Pour Christiane Overkamp "le caractère trop technique" et la mise en cause de la souveraineté nationale de certains pays par les grandes institutions internationales comme la Banque Mondiale et le FMI, posent problèmes. Le ministre de la Coopération et de l’Action humanitaire s’est exprimé, quant à lui, pour une approche plus différenciée envers la Banque Mondiale. "La Banque Mondiale ne fait pas seulement de bonnes choses, mais il est également faux de dire que tout est mauvais". Pour illustrer ses propos, il a cité l’exemple du Vietnam, un pays qui connaît un développement économique important grâce au programme budgétaire qui est piloté par la Banque Mondiale. Selon Schiltz, il faut également reconnaître le crédit dont bénéficie le nouveau président de la Banque Mondiale, Robert Zoellick, et mesurer l’institution par rapport à son rôle dans la mise en œuvre du rapport sur l’agriculture.
Selon Overkamp, les relations de partenariat se caractérisent trop souvent par la dissymétrie entre donneurs et bénéficiaires et sont guidées par des intérêts nationaux. Schiltz a estimé dans ce contexte qu’il faut d’abord écouter, pour identifier ensuite les besoins des populations et voir où on peut apporter de la plus-value.
Définir des priorités ne fait sens que si donneurs et bénéficiaires partagent une vision commune. "Est-ce que nos perspectives sont identiques à celles des pays en voie de développement ? Et qui définit ces priorités ?", s’est interrogée Overkamp.
Overkamp et Schiltz ont souligné la nécessité d’impliquer davantage la société civile et d’accorder plus de confiance au pouvoir local. "Il ne faut pas sous-estimer le pouvoir local", a dit Overkamp. Selon elle, le principe de subsidiarité et de participation exige que les personnes qui vivent dans la misère puissent faire entendre leur voix.

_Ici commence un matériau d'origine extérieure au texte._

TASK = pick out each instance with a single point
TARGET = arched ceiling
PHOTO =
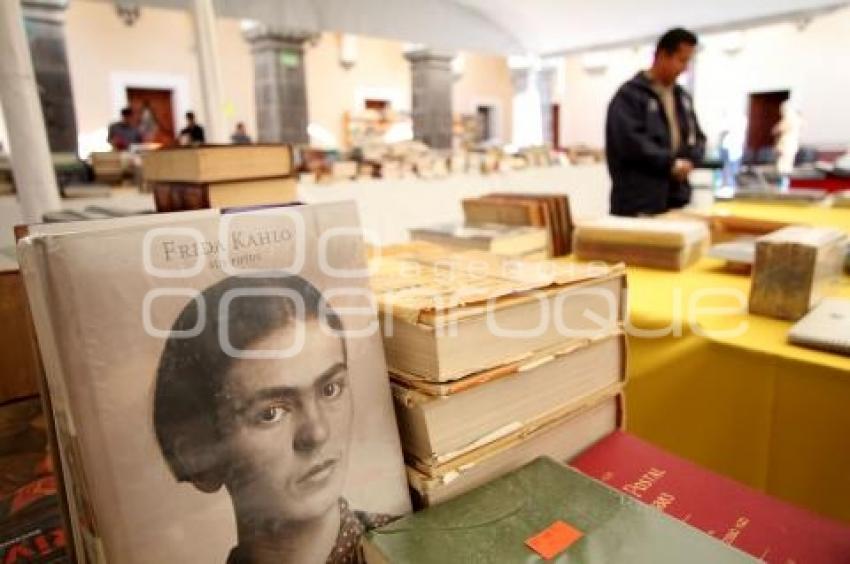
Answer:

Overkamp ne remet pas en question l’utilité et la nécessité des stratégies nationales de développement, mais a souligné le besoin de s’interroger sur la manière dont celles-ci sont élaborées.

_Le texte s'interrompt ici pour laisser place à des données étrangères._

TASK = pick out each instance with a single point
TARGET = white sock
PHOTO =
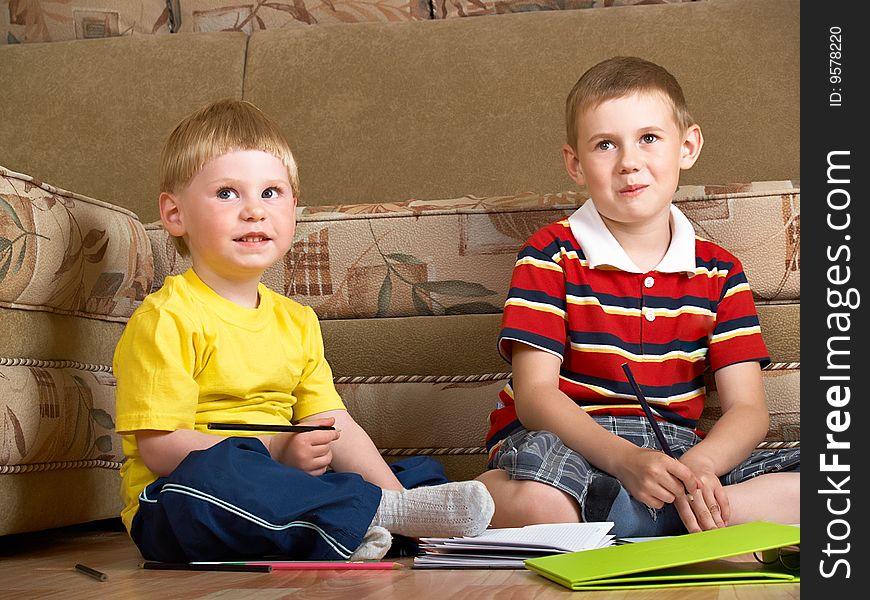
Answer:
(451, 509)
(375, 544)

Jean-Louis Schiltz a estimé que la Déclaration de Paris aurait pu aller beaucoup plus loin et fixer des objectifs plus concrets. "Malgré les avancées notables notamment en matière de coopération, des progrès supplémentaires doivent être consentis", a estimé Schiltz.
Deux ans et demi après la signature de cette Déclaration historique, force est de constater, selon Overkamp que la déclaration de Paris a engendré des avancées notables. Overkamp s’inscrit pourtant en faux contre les discours qui présentent la Déclaration de Paris comme "le véritable instrument" pour l’aide au développement alors que ce "n’est qu’un instrument parmi d’autres".
La conférence a rassemblé deux orateurs qui représentaient deux visions du monde antagonistes : celle des ONG et celle des pays signataires. La différence entre ces deux approches a été exposée, au cours de la conférence, par Jean-Louis Schiltz. " L’expression "coopération politique" comporte le mot politique. Ce mot suppose que les gouvernements dans leurs décisions, doivent prendre en compte des éléments qui n’entrent pas dans la mire des ONG." Dans le contexte de l’aide au développement de l’Afrique, le ministre Schiltz a également déclaré qu’il attendait beaucoup du Sommet Europe-Afrique qui se tiendra les 7, 8 et 9 décembre 2007 à Lisbonne.